AI deployment was also highlighted in social and logistical domains: from scaling assistive devices through ALIMCO to enabling non-intrusive security scanning at ports. These initiatives reflect a deliberate strategy to operationalise AI in sectors such as agri‑tech, healthcare, disability support, logistics, and welfare delivery.

Industry leaders welcomed these use cases. NASSCOM praised the focus on farm advisory AI, describing it as a push for “digital and AI-driven solutions to strengthen productivity.” Entrepreneurs also applauded creative-tech initiatives: for animation and gaming, the budget expanded AVGC labs to 15,000 schools and 500 colleges. Akshat Rathee of NODWIN Gaming called this a “strong step toward building India’s creative and digital talent pipeline”.

Will the AI startup ecosystem benefit?

The budget invited mixed reactions from the broader startup ecosystem. On the positive side, the push on AI infrastructure is expected to lower some entry barriers over time, as more data centres and higher compute capacity could reduce costs and speed up AI development.

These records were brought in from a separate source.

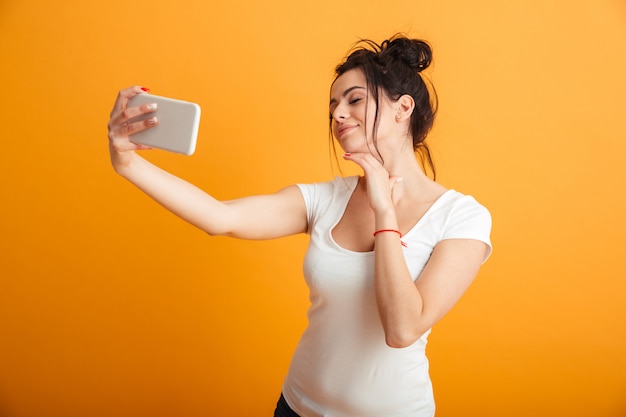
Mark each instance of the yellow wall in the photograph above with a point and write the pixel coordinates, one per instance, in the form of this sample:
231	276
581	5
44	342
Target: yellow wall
110	306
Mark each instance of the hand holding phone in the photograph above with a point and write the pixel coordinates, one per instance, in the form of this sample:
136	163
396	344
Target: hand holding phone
177	130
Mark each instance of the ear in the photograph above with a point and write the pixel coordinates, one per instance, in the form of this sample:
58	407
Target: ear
405	106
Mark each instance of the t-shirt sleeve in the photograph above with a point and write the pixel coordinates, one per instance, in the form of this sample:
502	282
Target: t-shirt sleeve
469	220
315	198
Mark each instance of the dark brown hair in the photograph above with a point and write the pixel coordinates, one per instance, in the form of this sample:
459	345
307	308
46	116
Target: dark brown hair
393	67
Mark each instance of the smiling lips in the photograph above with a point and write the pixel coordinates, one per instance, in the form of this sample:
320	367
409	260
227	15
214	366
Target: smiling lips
341	130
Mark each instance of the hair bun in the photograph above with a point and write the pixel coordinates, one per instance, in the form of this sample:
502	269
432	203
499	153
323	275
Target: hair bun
415	53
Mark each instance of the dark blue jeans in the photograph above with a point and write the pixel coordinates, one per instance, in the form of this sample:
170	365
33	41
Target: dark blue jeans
283	410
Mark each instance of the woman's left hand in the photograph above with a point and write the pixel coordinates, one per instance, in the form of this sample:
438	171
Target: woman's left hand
383	190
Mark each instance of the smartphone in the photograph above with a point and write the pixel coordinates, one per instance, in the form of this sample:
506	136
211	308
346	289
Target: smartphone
177	130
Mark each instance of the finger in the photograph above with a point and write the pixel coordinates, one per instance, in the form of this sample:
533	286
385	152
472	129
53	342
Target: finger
126	129
130	113
124	95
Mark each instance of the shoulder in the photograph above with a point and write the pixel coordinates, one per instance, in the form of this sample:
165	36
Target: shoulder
326	189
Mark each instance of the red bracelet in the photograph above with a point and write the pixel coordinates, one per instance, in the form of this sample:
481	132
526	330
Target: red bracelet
391	230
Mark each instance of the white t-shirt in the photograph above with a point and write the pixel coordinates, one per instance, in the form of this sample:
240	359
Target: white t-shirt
342	366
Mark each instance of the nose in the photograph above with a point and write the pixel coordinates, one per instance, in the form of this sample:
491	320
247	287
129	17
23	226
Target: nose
339	114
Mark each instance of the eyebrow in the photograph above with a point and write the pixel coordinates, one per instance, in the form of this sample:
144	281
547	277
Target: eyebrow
345	93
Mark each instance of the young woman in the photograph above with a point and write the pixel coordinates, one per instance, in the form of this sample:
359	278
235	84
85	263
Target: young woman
390	252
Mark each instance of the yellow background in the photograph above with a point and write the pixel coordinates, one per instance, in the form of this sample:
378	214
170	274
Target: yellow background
110	306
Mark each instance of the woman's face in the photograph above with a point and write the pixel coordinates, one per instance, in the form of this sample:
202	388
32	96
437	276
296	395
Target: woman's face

However, many founders noted the absence of startup-specific interventions. Budget 2026 did not announce predictable government procurement pathways for AI startups, direct compute-grant schemes for early-stage R&D, or new venture-funding mechanisms tailored to AI entrepreneurs. Expectations around a ₹20,000-crore dedicated deep-tech venture fund were also left unmet.

From a startup perspective, the budget treats AI primarily as public infrastructure rather than as an entrepreneurial ecosystem. While this approach may accelerate adoption in governance and large industry, it makes little effort to address everyday challenges faced by AI builders, including affordable compute access in the short term, regulatory clarity, and early customer discovery.